With 10,000-plus attendees expected at IBM's annual Information on Demand event in Las Vegas this week, the firm is clearly aware it will have to pull out all the business analytic stops it can to keep the punters happy.
The morning session stared with some ferocious tribal drumming taking place on stage, followed by some equally ferocious drumming of the business intelligence drum by a raft of IBM chiefs highlighting the growing amount of data being created and collected.
"There are millions of devices spewing out information," said Robert LeBlanc, senior vice president for middleware software.
"The information explosion that is occurring needs to lead to optimised outcomes and the ability to get data when necessary."
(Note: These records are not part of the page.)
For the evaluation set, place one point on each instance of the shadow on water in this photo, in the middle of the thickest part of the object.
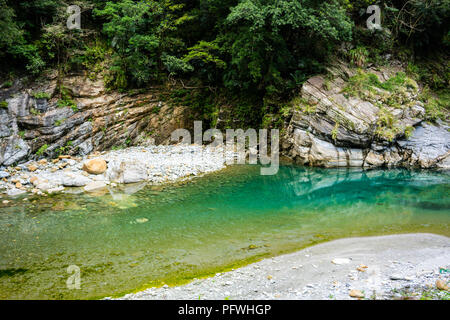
(138, 236)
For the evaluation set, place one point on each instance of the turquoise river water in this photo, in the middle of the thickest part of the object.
(141, 236)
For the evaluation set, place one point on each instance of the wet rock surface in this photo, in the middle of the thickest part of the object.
(388, 267)
(331, 128)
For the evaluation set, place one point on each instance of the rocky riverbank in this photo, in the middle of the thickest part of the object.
(153, 164)
(410, 266)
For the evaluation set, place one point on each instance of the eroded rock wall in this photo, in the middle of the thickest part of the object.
(99, 121)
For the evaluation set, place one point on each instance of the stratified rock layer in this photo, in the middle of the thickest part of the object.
(329, 128)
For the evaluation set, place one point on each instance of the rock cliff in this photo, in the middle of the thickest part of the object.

LeBlanc noted that IBM expects there to be 35 zettabytes of information by 2020, up from 800,000 petabytes now, marking a huge explosion of data that was to come from all manner of areas.
As such, LeBlanc argued it was vital for businesses to plan an information agenda to line up strategy with analytical capabilities, and to ensure that information was correct, relevant and well governed.
"Information is a weapon to drive business," he enthused.
To emphasise this point, Visa's chief information officer Mike Dreyer took to the stage.
Dreyer explained how analysing data on fraud transactions had helped the company spot that very few instances of fraud occurred for amounts under $25. This had helped Visa to introduce contactless payment technology.
"This is great for businesses as it allows them to serve more people, take more cash, and do it quickly," Dreyer said.
Completely coincidentally, Visa was some five minutes later announced as the winner of IBM's annual Information on Demand Innovation award.